[comp.std.misc] Int'n Character Set

dankg@volcano.Berkeley.EDU (Dan KoGai) (06/05/90)

In article <3137@goanna.cs.rmit.oz.au> ok@goanna.cs.rmit.oz.au (Richard A. O'Keefe) writes:

>By the way, "other Indo-European language character sets" would have to
>include many of the Indian languages, and the Devanagari scripts are not
>covered by ISI 646 or ISO 8859.  Indo-European is a _large_ language family.
>As far as I'm concerned, the great thing about ISO 8859/1 is that at long
>last it is _almost_ possible to type English text on a computer.

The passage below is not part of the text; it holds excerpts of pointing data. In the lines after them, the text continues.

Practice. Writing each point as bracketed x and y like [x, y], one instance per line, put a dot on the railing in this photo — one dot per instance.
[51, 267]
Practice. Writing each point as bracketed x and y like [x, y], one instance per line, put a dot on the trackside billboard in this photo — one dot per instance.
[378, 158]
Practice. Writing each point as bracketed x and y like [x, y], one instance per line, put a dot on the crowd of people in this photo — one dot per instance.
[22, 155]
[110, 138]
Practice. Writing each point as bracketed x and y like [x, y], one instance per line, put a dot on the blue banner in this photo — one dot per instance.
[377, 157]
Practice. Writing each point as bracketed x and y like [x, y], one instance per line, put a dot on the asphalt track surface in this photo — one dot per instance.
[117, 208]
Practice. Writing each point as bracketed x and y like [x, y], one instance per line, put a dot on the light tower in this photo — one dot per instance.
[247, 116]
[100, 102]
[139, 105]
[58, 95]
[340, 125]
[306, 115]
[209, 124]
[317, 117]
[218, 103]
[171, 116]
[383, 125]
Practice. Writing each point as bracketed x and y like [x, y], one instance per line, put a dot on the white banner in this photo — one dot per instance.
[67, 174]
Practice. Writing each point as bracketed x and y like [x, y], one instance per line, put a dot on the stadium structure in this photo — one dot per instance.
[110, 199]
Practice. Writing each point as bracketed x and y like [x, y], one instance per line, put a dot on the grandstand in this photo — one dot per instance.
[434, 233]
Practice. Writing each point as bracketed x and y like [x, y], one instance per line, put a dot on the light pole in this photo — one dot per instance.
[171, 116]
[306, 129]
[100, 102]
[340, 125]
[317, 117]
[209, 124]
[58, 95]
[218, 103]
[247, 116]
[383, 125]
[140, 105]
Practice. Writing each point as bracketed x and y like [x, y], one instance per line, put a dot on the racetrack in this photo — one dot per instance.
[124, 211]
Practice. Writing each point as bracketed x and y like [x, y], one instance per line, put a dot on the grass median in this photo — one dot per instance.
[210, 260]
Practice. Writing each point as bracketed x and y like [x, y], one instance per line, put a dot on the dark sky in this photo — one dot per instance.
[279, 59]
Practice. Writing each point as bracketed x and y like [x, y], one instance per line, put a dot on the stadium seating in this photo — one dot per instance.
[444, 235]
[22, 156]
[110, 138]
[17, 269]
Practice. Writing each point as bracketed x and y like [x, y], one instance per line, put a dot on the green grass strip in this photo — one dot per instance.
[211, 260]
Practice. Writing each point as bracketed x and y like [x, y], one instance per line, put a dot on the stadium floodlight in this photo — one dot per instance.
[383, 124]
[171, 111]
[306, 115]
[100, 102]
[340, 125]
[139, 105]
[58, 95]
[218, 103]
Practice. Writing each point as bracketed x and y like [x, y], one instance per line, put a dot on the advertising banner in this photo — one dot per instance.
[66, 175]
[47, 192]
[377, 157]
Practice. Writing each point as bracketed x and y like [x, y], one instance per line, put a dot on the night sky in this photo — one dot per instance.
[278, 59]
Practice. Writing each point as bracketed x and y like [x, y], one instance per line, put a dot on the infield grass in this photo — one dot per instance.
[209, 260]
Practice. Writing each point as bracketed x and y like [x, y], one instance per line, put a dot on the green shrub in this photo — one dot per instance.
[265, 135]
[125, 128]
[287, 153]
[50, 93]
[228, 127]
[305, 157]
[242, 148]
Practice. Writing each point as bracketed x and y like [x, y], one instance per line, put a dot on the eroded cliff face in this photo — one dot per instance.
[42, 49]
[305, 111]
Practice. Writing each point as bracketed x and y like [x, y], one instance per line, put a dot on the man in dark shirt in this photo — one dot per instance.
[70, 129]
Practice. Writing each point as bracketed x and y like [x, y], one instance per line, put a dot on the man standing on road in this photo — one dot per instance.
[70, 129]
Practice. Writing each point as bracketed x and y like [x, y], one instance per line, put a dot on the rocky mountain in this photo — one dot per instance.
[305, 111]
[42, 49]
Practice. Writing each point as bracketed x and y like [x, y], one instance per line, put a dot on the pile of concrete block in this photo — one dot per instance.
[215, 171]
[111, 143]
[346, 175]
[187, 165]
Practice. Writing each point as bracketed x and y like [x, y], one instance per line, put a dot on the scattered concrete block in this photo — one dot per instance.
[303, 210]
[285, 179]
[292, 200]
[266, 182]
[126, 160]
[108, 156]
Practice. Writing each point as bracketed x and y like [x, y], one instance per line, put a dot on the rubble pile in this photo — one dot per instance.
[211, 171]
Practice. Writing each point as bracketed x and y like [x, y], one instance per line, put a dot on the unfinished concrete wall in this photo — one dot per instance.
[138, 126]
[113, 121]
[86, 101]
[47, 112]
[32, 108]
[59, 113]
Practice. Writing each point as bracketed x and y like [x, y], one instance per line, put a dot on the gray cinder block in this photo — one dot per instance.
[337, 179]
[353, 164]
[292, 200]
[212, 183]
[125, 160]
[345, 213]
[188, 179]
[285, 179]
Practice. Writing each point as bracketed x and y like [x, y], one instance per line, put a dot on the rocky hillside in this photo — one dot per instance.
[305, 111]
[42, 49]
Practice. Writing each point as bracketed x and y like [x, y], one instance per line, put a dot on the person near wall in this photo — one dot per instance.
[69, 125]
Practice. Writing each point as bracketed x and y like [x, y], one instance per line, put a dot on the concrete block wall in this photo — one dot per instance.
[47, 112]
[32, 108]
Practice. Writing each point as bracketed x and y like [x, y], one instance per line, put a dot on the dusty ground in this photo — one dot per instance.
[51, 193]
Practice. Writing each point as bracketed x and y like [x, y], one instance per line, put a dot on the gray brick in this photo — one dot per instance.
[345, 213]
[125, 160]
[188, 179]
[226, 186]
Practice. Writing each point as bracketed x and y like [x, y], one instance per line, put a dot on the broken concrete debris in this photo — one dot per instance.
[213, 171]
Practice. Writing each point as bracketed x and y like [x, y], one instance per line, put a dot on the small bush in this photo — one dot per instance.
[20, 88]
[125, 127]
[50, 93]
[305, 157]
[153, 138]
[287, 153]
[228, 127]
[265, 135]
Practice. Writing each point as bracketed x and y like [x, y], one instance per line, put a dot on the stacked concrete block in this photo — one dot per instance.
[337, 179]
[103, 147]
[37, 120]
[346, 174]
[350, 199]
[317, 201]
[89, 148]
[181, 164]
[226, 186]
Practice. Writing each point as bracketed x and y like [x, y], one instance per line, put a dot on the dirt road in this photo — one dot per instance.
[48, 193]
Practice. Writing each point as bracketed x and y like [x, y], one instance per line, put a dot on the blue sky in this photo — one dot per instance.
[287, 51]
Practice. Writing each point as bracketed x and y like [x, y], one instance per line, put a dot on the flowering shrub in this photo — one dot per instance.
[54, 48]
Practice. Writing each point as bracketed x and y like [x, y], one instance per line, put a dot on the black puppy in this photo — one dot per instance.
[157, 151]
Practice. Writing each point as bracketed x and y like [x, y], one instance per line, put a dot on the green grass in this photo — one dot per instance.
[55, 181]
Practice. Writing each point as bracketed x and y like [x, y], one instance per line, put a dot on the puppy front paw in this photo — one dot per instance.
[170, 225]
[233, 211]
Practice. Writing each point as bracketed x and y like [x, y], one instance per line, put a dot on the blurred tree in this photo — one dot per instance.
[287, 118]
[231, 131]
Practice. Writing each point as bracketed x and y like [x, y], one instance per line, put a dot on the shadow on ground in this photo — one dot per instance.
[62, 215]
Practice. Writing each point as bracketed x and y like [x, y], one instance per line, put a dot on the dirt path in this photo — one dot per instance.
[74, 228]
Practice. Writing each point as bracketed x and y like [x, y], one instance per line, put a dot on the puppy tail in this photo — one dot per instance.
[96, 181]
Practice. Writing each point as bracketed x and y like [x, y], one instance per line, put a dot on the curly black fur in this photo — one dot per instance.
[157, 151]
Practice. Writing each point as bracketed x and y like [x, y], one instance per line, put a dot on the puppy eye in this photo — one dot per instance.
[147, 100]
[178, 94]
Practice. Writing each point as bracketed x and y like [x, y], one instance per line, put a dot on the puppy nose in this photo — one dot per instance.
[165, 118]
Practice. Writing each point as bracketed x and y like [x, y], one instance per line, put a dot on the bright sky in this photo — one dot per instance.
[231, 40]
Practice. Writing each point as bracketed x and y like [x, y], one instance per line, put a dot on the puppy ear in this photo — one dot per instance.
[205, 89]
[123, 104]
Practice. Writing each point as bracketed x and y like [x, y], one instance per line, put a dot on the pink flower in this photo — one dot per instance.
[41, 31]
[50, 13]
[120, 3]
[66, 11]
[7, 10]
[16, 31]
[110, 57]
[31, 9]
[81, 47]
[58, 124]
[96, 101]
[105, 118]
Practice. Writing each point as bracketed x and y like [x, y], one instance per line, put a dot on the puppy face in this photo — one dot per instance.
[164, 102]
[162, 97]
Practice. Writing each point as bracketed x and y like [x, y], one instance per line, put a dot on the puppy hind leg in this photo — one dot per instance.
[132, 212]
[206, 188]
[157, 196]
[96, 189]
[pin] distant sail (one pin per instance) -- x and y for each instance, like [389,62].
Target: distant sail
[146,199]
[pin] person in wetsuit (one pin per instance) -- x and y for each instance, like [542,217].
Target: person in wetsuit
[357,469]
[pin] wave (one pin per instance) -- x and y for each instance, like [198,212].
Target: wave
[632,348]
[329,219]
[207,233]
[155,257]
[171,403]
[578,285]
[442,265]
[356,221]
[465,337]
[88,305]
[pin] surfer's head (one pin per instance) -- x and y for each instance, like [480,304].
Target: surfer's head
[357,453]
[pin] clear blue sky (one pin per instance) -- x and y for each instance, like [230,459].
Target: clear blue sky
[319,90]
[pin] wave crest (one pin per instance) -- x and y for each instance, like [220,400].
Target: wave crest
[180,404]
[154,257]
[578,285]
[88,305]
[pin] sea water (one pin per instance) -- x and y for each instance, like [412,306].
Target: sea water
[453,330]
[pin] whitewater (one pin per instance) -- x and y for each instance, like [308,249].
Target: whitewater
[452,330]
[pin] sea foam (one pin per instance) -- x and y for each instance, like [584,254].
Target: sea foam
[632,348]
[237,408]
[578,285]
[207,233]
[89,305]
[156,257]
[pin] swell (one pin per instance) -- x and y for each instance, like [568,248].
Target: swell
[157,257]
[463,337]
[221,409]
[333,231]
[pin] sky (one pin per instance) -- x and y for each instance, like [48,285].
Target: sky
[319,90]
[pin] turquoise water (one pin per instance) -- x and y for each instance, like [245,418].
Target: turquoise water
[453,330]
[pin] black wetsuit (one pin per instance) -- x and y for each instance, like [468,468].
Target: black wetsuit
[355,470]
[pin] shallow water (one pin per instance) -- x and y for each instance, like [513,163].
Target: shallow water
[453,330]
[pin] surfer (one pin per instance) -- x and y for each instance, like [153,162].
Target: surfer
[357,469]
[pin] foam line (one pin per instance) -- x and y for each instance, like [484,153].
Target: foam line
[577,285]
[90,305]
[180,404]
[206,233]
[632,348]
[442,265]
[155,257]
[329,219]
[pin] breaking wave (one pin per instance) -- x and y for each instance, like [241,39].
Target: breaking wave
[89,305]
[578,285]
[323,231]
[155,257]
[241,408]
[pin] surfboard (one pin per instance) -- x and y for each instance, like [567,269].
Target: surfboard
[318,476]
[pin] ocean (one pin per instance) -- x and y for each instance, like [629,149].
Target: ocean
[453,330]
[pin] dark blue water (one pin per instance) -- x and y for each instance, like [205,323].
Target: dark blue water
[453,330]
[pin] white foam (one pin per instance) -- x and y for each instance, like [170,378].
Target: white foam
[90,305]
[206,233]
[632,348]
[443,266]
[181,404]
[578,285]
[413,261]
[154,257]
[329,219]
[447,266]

	And others suggested it will use up to 32bits to include virtually
all languages.  But this is not the only problem.
	Local difference spans from simply number of character set to
justification:  Arabic and Hebrew writes from left to right.  Mongolian writes
up to down.  Japanese and Chinese allows all 3--left to right, right to left
and up to down.  Korean uses Indo-European-like way of writing in a sense
that they have primitives for both consonants and vowels (in Japanese kana
it's implemented as consonant-vowel cluster) but each syllable have to fit in
one "character".
	And while simple character set of English allows single stroke typing
(or WYTIWYG--what you type is what you get), Chinese and Japanese has so
many characters that requires on-line dictionary to type in "small" keyboard.
Justification in alphabetic language is word by word, which each word is 
typically delimited by space.  Chinese and Japanese, on the other hand, needs
no word justification, with each character so "dense" in meaning it's almost
a word in a sense.
	And I wonder how thorough and complete (or loose and imcomplete) ISO's
proposal is.  Is it just a matter of mapping each character?  Even so it's
tough to say whether diacritics are distinct character or two characters, base
char plus diacritical character.  That also applies such languages as Korean
where each "block" contains multiple phenoms to form a syllable.  If those are
replesented by just combination, that saves space (It applies to Chinese where
each character is made up of primitives).
	And how about mixture of languages?  It's common among Japanese to use
alphabets and sometimes even hebrew characters (in math).  And it's vital for
such areas as foreign launguage educations.
	I think Xerox's implementation is very elegant but it still has
problems.  Xerox way is inherited by Mac (Does Xerox include this issue in its
lawsuit against Apple) and I found Mac very powerful in foreign language
processing--I have KanjiTalk, the Japanese OS and there you can not only
type text in Japanese but also Menu definition, punctuation, date and unit
definitions and more.  But it still lacks vertical typing capability (it's up
to application, not OS), which is crutial for Japanese DTP.  And I'd be stuck 
if I wanted to use more than Japanese and English.  More of all it still takes
different OS to handle other languages (ArabicTalk and KanjiTalk won't run
together).
	So I ask my question again.  How much does new ISO's "Whole Earth
Character Set" cover these localities?

----------------
____  __  __    + Dan The "<- That still needs ascii pic in Usenet" Man
    ||__||__|   + E-mail:	dankg@ocf.berkeley.edu
____| ______ 	+ Voice:	+1 415-549-6111
|     |__|__|	+ USnail:	1730 Laloma Berkeley, CA 94709 U.S.A
|___  |__|__|	+	
    |____|____	+ "What's the biggest U.S. export to Japan?" 	
  \_|    |      + "Bullshit.  It makes the best fertilizer for their rice"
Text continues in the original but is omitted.